Material and Methods
A comprehensive search was conducted until July 31, 2018 in Medline, Embase, Chinese Biomedical Literature Database (CBM), and China National Knowledge Infrastructure (CNKI). "Tumor necrosis factor-alpha", " TNF-[alpha]", "polymorphism", "variant", "rheumatoid arthritis", "RA", "systemic lupus erythematosus", and "SLE" were searched as both medical subject heading (MeSH) terms and text words. In addition, the reference citations in the obtained articles were scrutinized to guarantee not missing eligible studies.
Criteria for article screening
For inclusion, a study had to: a) be a case-control study and based on original data (independence among studies); b) assess the presence of the variant TNF-[alpha]-238G/A and/or TNF-[alpha]-308G/A in the TNF-[alpha] gene of patients with and without RA or SLE; c) provide sufficient data to calculate odds ratio (OR).
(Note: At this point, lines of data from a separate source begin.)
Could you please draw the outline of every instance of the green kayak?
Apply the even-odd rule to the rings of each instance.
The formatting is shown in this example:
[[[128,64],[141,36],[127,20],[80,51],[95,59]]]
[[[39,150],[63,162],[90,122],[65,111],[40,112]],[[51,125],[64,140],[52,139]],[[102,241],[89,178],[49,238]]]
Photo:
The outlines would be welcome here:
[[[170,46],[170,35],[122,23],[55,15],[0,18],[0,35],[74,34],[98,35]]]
We excluded the following: a) no control group; b) studies containing overlapping data (if two inclusion times overlapped for more than 30% of the study time or all the patients were from the same region, only the latest article or the one with the larger case number was adopted); c) no certain number of the null and/or wild genotypes.
The following information was extracted from the studies: first author's name, publication time, country, ethnicity, study design, sequencing method, number of cases (RA or SLE patients) and controls (healthy donors), mean age, female proportion, genotype distribution, and mutation sites. All data were collected by two members independently. The other investigators were consulted to reach a consensus when any divergence occurred.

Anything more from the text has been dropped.